O texto propõe que ministros fiquem proibidos de
• comentar processos pendentes;
• divulgar informações internas ou sigilosas;
• manter interações digitais que possam levantar dúvidas sobre sua imparcialidade.
O documento tem 16 artigos, assim como o texto original do código de conduta, e foi entregue ao relator do tema no Supremo.
Entre os pontos centrais, o texto determina que a distribuição de processos entre ministros deve seguir critérios “objetivos e previamente estabelecidos”, reforçando a necessidade de mais transparência sobre os algoritmos usados pelo tribunal.
Outro artigo exige que cada ministro mantenha declaração pública e atualizada de participações societárias, incluindo bens e interesses de cônjuges e parentes de primeiro grau, ficando impedido de atuar em casos que envolvam entidades ligadas a esses interesses.
O presidente da OAB-SP, Ricardo Sica, em entrevista à GloboNews, afirma que a digitalização acelerada do Judiciário, feita de maneira emergencial durante a pandemia, não foi acompanhada de regras de governança adequadas. Para ele, a regulamentação busca proteger a imparcialidade, a confiança pública e também a segurança digital dos ministros.
Sica cita episódios como a Operação Lava Jato, em que conversas digitais de um juiz tiveram impacto direto na anulação de decisões.
Embora o tema dos escritórios ligados a parentes de ministros não esteja nesta proposta, o presidente reconhece que a discussão é necessária e deve ser tratada em projeto de lei, já que a atual legislação sobre impedimentos e suspeição de magistrados é considerada “muito pobre”. Ele defende que o debate seja ampliado no Congresso e destaca que a advocacia também discutirá ajustes no próprio código de ética.

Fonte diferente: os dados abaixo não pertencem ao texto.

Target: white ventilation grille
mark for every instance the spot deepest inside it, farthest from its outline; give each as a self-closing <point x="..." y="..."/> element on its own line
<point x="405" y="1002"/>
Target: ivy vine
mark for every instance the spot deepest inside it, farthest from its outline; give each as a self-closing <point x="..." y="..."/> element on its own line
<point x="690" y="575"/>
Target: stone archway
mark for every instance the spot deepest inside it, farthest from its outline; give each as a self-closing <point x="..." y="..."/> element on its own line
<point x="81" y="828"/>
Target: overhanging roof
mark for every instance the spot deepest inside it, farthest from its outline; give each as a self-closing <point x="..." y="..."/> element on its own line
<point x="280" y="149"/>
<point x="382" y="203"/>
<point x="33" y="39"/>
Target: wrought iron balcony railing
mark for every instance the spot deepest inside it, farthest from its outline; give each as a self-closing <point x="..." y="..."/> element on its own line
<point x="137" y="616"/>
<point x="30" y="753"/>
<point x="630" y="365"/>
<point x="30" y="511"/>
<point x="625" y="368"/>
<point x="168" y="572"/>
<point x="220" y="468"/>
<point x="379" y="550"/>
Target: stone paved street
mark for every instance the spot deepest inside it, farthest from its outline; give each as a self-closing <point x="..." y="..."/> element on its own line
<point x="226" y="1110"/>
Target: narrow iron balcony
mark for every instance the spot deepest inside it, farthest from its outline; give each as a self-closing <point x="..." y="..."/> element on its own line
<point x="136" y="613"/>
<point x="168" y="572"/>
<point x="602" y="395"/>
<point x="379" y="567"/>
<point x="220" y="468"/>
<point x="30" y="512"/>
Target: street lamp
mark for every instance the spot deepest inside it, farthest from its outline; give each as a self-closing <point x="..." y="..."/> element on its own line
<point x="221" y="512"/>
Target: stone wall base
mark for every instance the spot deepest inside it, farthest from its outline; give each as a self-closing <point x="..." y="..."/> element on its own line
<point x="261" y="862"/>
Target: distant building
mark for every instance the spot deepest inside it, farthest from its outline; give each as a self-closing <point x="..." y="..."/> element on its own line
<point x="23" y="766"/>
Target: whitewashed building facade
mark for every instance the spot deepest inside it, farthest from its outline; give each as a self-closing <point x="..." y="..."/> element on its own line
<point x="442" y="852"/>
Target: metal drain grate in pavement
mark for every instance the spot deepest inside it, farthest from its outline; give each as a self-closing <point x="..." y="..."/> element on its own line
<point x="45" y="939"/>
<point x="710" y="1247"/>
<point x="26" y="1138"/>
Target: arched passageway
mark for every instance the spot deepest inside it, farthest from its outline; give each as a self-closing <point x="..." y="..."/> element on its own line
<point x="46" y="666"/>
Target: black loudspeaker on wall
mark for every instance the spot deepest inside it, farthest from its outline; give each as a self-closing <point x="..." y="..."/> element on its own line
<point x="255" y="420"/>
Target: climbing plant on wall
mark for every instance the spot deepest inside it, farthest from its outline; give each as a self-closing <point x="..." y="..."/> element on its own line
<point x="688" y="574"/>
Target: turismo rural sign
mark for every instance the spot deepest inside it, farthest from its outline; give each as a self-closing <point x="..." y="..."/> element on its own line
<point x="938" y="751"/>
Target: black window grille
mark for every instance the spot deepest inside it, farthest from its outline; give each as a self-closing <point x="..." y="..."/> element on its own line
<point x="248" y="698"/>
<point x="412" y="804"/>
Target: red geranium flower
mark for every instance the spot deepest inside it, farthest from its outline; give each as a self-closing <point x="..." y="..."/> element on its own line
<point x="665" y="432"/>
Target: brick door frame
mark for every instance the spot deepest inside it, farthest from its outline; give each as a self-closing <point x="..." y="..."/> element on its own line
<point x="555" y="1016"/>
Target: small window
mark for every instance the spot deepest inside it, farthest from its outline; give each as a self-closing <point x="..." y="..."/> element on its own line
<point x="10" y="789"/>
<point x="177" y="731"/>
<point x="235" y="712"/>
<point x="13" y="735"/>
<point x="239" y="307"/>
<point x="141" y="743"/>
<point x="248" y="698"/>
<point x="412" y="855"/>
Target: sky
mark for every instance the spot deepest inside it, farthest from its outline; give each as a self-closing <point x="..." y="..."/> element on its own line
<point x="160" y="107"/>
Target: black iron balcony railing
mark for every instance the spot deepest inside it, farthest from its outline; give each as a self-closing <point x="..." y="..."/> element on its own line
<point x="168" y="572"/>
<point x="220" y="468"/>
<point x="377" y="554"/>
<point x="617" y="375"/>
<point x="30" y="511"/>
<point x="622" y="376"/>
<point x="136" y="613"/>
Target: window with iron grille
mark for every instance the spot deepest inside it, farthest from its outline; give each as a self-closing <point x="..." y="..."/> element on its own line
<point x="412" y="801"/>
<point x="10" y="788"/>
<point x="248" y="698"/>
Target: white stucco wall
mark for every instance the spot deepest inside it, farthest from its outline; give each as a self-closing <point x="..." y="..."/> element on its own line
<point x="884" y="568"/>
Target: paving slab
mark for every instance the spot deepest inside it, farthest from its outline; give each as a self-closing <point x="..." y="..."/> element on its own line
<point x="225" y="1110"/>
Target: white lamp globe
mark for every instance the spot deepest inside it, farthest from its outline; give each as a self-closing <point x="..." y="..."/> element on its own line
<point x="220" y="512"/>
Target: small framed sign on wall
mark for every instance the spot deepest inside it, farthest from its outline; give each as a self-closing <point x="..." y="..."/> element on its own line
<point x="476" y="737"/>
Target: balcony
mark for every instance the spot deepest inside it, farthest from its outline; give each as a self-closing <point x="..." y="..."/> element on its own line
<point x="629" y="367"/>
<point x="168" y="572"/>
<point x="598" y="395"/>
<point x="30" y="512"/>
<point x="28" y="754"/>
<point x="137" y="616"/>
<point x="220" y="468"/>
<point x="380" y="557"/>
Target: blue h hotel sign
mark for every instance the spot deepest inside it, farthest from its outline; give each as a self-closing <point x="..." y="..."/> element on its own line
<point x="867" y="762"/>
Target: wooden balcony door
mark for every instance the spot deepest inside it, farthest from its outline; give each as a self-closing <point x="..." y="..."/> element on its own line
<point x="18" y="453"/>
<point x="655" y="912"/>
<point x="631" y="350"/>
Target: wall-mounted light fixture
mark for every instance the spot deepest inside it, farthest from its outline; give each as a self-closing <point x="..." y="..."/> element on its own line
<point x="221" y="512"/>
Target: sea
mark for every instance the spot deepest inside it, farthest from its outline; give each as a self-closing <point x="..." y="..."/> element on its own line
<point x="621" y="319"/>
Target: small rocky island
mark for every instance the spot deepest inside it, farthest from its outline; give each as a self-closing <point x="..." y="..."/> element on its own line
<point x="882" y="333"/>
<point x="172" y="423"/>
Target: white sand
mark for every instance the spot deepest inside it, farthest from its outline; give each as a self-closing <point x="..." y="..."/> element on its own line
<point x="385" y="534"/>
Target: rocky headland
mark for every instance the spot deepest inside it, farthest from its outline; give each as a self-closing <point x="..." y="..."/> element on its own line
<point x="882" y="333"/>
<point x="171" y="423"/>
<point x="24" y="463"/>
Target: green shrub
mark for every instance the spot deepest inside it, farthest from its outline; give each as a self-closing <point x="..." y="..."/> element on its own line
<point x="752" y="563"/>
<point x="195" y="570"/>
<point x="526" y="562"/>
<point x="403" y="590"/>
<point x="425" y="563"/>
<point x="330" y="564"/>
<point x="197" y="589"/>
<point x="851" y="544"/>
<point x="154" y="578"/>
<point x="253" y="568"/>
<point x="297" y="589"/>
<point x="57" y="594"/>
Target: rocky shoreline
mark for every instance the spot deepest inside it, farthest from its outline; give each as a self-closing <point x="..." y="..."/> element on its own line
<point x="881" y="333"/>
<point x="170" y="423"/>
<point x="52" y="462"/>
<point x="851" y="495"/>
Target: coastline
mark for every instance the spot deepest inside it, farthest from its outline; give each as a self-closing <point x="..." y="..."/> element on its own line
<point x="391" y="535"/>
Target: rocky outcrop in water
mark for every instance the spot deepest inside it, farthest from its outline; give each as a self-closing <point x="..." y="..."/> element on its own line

Para Sica, as resistências dentro do Judiciário são naturais, mas o “debate público já está criado” e não deve ser interrompido. Ele afirma que parte das sugestões pode avançar como resolução no CNJ ou no próprio STF, enquanto outras devem ser incorporadas a uma reforma legislativa mais ampla.
A proposta da OAB-SP sobre o ambiente digital está agora em avaliação pelo Supremo e pelo Conselho Federal da OAB, enquanto o tema mais amplo de impedimentos judiciais deve resultar em uma nova iniciativa legislativa nas próximas semanas.